Chapter 6.5, Problem 49E

(a)

To determine

To Find: The complex number that represent the position of the ship A and the ship B relative to the port.

Answer to Problem 49E

The position of the ship A in the form of the complex number is $3+4i$ .and B on the complex number is of the form $-5+2i$ .

Explanation of Solution

Given:

The imaginary positive imaginary axis as north and the positive real axis as east.

The ship A is 3 km east and 4 km north to the port.

The ship B is 5 km west and 2 km north.

The given Figure is shown in Figure 1

  

Figure 1

Calculation:

Consider the position of the ship in the complex plane is shown in Figure 2

  

Figure 2

The position of the ship A is 3 km to the positive real axis and 4 km on the positive imaginary axis. Thus, the mean when the position is compare the point with the standard form of the complex number $a+bi$ the result obtained is $a=3$ and $b=4$ .

Thus, the position of the ship A in the form of the complex number is $3+4i$ .

In the same way the position of the ship B compared with the standard form $s+it$ . The value obtained is $s=-5$ and $t=2$ for the ship B .

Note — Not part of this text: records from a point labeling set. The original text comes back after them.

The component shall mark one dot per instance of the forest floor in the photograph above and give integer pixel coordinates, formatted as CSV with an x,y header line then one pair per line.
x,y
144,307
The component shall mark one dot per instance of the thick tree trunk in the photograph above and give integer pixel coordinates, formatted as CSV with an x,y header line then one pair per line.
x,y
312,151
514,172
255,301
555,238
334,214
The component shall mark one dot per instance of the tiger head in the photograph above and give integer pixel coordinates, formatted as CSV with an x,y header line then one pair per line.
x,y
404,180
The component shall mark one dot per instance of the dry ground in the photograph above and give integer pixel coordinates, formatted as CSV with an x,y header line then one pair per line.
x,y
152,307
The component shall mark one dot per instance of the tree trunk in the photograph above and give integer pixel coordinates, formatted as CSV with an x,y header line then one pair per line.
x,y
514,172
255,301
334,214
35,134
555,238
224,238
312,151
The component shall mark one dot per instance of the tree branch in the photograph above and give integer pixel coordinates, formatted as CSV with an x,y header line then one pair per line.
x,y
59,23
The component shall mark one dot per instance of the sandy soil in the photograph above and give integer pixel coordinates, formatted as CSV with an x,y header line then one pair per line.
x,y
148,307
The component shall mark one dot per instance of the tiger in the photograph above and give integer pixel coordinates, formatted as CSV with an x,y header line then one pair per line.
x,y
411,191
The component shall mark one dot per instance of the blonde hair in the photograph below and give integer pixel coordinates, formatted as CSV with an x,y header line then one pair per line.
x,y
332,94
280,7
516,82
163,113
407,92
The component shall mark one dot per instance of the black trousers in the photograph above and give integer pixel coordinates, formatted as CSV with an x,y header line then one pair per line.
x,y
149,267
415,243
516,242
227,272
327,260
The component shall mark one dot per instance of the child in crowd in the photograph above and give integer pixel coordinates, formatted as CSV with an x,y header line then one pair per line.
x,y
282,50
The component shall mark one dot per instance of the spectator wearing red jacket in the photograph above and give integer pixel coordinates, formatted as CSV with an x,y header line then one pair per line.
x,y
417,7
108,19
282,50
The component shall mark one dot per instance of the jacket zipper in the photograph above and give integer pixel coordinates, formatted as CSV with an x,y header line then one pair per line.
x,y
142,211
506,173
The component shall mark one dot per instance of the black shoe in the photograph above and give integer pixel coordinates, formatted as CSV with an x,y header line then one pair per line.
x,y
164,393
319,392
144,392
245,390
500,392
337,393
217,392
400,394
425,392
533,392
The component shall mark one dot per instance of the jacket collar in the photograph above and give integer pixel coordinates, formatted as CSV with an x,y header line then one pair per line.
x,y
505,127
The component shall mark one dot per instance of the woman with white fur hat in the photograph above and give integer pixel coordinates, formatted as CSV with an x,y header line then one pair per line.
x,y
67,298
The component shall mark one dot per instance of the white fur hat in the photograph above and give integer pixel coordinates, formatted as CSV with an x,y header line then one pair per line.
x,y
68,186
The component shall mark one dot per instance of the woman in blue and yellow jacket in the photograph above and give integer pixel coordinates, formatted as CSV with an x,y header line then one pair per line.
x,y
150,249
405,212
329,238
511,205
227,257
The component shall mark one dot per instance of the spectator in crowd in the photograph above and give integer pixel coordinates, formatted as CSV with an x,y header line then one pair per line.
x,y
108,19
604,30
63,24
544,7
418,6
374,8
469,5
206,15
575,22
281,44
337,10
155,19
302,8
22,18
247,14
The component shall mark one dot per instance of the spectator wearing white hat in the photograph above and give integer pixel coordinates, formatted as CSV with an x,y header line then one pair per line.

Thus, the position of ship B on the complex number is of the form $-5+2i$ .

Thus, the position of the ship A in the form of the complex number is $3+4i$ .and B on the complex number is of the form $-5+2i$ .

(b)

To determine

To Find: The distance between the ship A and ship B.

Answer to Problem 49E

The distance between both the ships is $2\sqrt{17}$ km.

Explanation of Solution

Consider the position of the ship A is $3+4i$ and the ship B is $-5+2i$ .

Consider the distance formula is,

  $d=\sqrt{{\left(s-a\right)}^2+{\left(t-b\right)}^2}$

Then,

  $\begin{array}{c}d=\sqrt{{\left(-5-3\right)}^2+{\left(2-4\right)}^2}\\ =\sqrt{{\left(-8\right)}^2+{\left(-2\right)}^2}\\ =\sqrt{64+4}\\ =2\sqrt{17}\end{array}$

Thus, the distance between both the ships is $2\sqrt{17}$ km.